A leading fertility specialist has said it is unlikely that IVF treatments will resume in Ireland before June.
Fertility clinics have been closed since the middle of last month leaving hundreds of patients in limbo.
Dr John Kennedy, Group Medical Director of Sims IVF, told RTÉ's Morning Ireland that the cancellation of treatment was "awful", but that it was not possible to keep clinics open and maintain social distancing.
"You can take all the precautions with regard to Personal Protective Equipment (PPE), but it is by no means perfect and if you have a good stockpile of PPE that should probably be in the hands of the general hospitals at this point," he said.
Around 6,000 IVF cycles are undertaken every year in Ireland.
"We generally would have (egg) transfers booked four to six weeks in advance so we had a full transfer list for April.
"That's four or five transfers a day, five days a week. We are having to cancel all of them on a rolling basis so the numbers are mounting up all the time," Dr Kennedy explained.
He said Sims, like other clinics around the country, are still carrying out video consultations and responding to patient queries. However, no clinical procedures are being undertaken.
The initial decision to stop treatment came following advice from the European Society of Human Reproduction and Embryology (ESHRE) on 15 March.
The ESHRE recommendation was based on concerns over the impact of Covid-19 on early pregnancy, however, many IVF patients felt their personal choice was being taken away.

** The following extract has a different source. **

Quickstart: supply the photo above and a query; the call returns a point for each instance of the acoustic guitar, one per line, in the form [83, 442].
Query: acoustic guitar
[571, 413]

Speaking to RTÉ's Morning Ireland, a woman, who did not want to be named, said: "We have been treated like brood mares. I feel as though my rights, my liberty has been taken away.
"I do not have autonomy over my own body, my own reproductive system. It is abhorrent."
Dr Kennedy described the timeline for reopening clinics as the "million dollar question".
"My gut is telling me nothing good is going to happen in April, it is unlikely something will happen in May, but certainly after that if all the clinics are still closed really everything is going to start to struggle an awful lot."
Caitriona McPartlin, Chief Operating Officer of the ReproMed clinics in Dublin and Galway, said they were attempting to establish protocols to continue to treat patients.
"Once we know that we can open safely following the guidance of the Department of Health, we will do so," she said.
"You mentally build yourself up for this so when someone tells you that you can't go ahead it is beyond devastating." IVF patients, like Denise Philips, are waiting in limbo as fertility clinics remain closed. @morningireland @rtenews pic.twitter.com/CqnxflW9cZ— Louise Byrne News (@LouiseByrneNews) April 6, 2020
Dr Kennedy said that "in the fullness of time" clinics may have to "live with" additional risks.
"A lot of women that we have are on the clock and as months go by and people get older statistical chances of success drop and that's a terrible thing," he said.
Denise Phillips from Newbridge, Co Kildare, was just about to start a cycle of IVF when she was told the treatment could not proceed.
"It was a big shock because you mentally build yourself up so much that when somebody tells you that you can't go ahead it is just devastating. Beyond devastating."
Denise and her husband, Mark, have a five year-old daughter from a previous IVF treatment and had hoped to expand their family this year.
"I had an initial consultation and was going in to start my scans, get my medication and start our journey but then I got a phone call saying that all IVF cycles were postponed or cancelled.
"Obviously, the Government has to do things that are right, but it's awful for somebody to take away your chance after all that's already been taken from you. What happens if this is around for a long time?"
Denise said that fertility patients are suffering "huge anxiety".
"Their families don't know they are having treatment and they are in isolation. They don't want to leave the house in case they pick up something and then won't be able to get treatment once the clinics reopen. Everyone's mind is racing."
Once fertility services resume, there are concerns over a potential backlog of patients. However, Dr Kennedy said plans are being made to increase opening hours and treatment capacity.
He said: "We are retaining staff and holding on to people so when it comes time to hit the ground running we are in a position to do so.
"It is in everyone's interest to reopen. It will be all hands to the pump."